Monitor subcontractors and third-party service providers. Ekran System gives you the ability to monitor subcontractors, business partners, affiliates and third-party service providers while they work with your data. This allows you to ensure security of your guests’ data even if third party service provider is not compliant with all the necessary regulations.
- Advanced alert and notification system. Ekran System features extensive customizable alerts feature, allowing you to set your own alerts on suspicious events. When alert goes off, security personnel will receive notification and will be able to review said suspicious event. If user session is still ongoing at that point, they will be able to watch it live and immediately block users if malicious actions are detected.
One of the biggest advantages of Ekran System is its flexible licensing scheme that makes deployment of any size cost-effective. Ekran System provides you with the ability to protect database and POS systems of your hotel from insider threats with minimum investments.

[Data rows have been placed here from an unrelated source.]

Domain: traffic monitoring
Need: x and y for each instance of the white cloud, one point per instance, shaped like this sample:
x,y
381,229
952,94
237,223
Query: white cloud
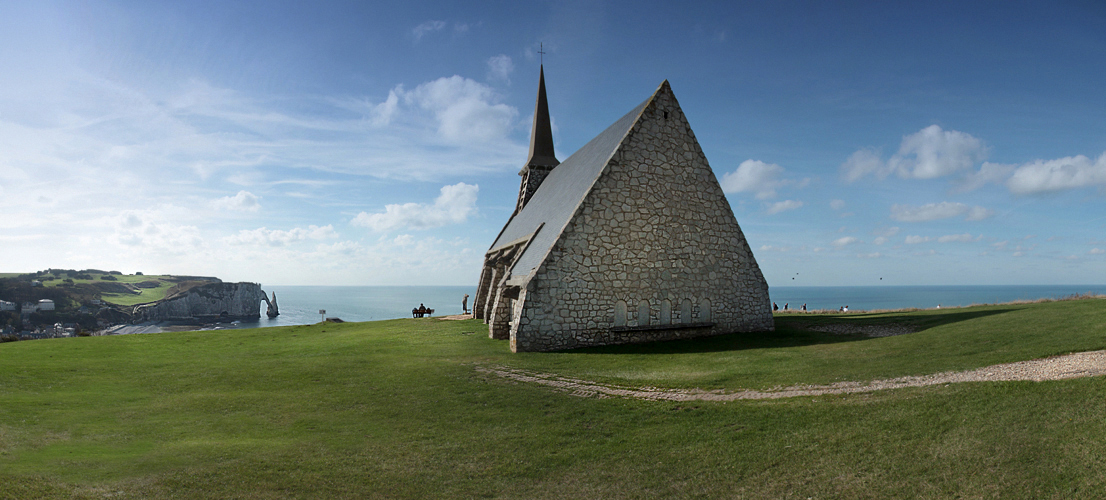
x,y
455,205
862,163
428,27
887,231
783,206
934,153
936,211
382,113
988,174
465,110
500,69
281,238
884,233
845,241
979,214
758,177
1055,175
927,154
956,238
242,201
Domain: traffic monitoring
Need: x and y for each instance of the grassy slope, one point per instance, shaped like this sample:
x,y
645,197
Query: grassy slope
x,y
395,408
126,299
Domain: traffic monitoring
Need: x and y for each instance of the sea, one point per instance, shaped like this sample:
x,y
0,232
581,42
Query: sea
x,y
305,304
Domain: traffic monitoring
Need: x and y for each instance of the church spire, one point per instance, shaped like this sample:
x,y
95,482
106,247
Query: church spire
x,y
541,136
542,159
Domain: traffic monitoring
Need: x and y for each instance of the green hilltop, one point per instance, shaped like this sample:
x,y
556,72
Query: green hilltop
x,y
89,298
407,408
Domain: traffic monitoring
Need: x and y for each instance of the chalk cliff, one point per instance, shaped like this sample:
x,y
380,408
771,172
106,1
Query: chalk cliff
x,y
207,302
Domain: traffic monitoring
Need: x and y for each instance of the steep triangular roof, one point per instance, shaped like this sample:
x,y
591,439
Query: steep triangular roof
x,y
566,186
541,135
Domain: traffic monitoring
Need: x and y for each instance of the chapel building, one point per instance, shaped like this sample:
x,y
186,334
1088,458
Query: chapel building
x,y
630,239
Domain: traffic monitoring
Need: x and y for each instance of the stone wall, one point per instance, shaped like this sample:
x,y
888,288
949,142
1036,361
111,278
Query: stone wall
x,y
654,252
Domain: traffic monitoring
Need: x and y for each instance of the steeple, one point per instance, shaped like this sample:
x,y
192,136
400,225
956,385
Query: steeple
x,y
541,135
542,159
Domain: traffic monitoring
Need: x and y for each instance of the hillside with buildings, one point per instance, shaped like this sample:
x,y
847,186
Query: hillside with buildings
x,y
65,302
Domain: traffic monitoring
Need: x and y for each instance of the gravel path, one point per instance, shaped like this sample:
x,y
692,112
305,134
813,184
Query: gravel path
x,y
1050,368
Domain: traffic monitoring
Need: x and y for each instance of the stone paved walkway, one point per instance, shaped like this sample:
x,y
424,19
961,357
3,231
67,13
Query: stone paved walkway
x,y
1076,365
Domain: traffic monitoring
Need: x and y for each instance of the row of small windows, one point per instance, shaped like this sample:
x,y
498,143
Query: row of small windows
x,y
644,314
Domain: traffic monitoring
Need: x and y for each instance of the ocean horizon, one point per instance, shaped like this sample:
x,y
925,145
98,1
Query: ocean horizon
x,y
302,304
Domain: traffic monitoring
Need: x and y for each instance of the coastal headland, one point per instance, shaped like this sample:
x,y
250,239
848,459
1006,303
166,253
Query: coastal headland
x,y
59,302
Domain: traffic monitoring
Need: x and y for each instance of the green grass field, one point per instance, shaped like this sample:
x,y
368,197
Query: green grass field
x,y
146,294
397,409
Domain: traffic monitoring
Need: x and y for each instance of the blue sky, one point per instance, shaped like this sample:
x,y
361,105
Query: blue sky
x,y
378,143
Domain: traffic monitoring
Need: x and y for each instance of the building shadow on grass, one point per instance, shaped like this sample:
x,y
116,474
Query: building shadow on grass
x,y
795,330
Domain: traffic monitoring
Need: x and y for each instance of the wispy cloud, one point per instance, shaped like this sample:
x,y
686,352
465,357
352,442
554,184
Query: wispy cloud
x,y
936,211
927,154
500,69
1055,175
280,238
845,241
956,238
455,205
783,206
758,177
243,201
428,27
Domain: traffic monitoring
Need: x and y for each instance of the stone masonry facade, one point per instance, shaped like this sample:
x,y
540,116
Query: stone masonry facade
x,y
654,252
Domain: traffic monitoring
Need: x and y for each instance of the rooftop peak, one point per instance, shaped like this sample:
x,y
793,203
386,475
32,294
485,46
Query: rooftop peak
x,y
541,135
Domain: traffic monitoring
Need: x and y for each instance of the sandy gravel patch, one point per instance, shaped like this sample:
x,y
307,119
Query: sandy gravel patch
x,y
456,316
870,331
1050,368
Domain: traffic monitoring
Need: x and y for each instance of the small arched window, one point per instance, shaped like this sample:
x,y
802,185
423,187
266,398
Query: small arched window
x,y
666,312
621,313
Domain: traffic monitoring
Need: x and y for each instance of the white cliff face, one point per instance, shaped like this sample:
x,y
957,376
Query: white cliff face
x,y
231,301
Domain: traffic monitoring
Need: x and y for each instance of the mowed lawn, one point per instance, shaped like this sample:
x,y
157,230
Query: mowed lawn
x,y
397,409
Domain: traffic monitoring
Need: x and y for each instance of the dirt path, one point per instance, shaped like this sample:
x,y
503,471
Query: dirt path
x,y
1050,368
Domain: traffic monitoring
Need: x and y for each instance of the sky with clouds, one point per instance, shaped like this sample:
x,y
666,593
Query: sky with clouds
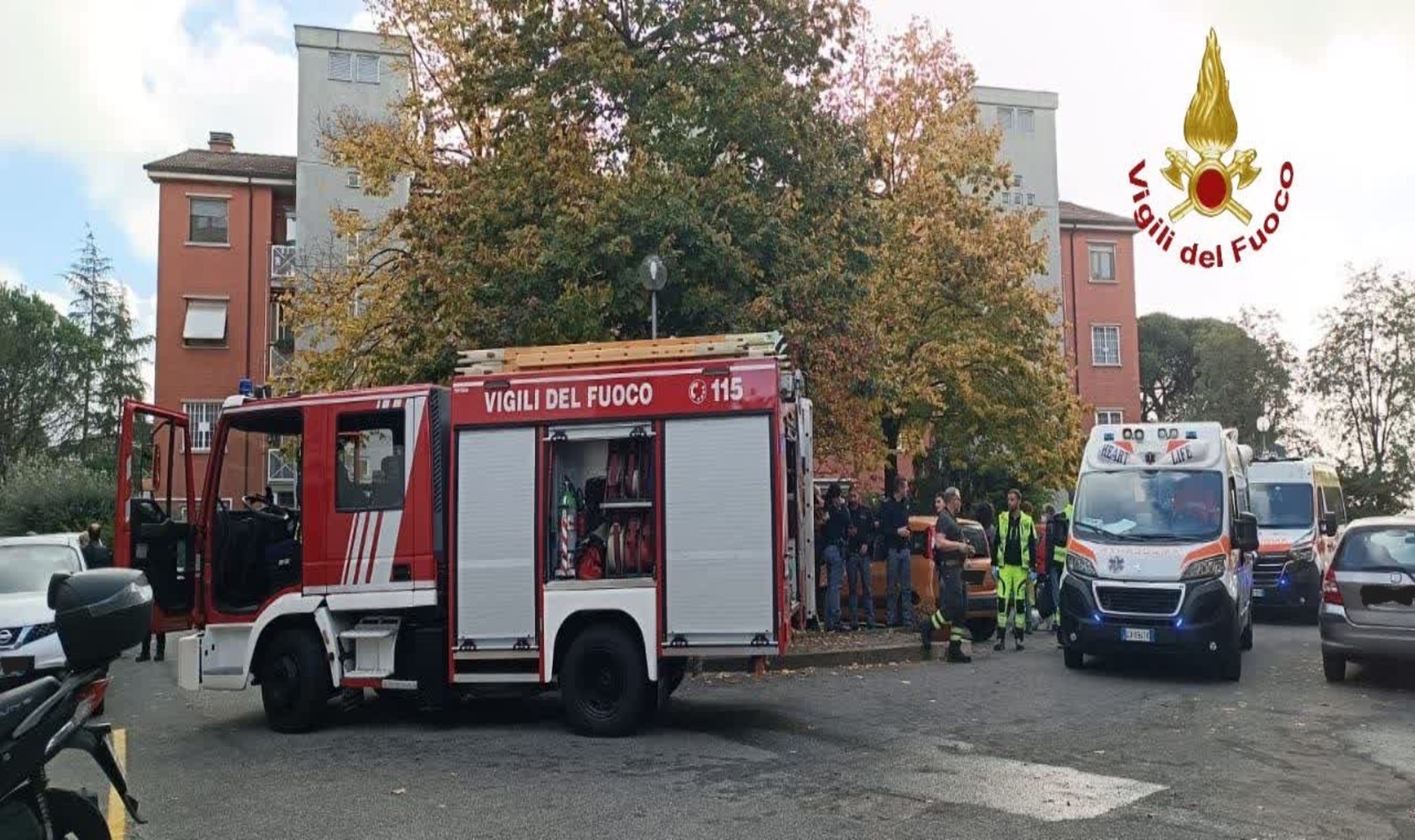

Hospitality business is rooted in trust. For your hotel to succeed, guest should be confident that their data is secure when staying in it. In order to maintain that confidence, effective protection from all kind of breaches and data theft is very important. Therefore, it is necessary not only to follow best practices and avoid common mistakes, but also to employ best security tools, such as Ekran System, in order to protect your hotel from both outsider and insider threats.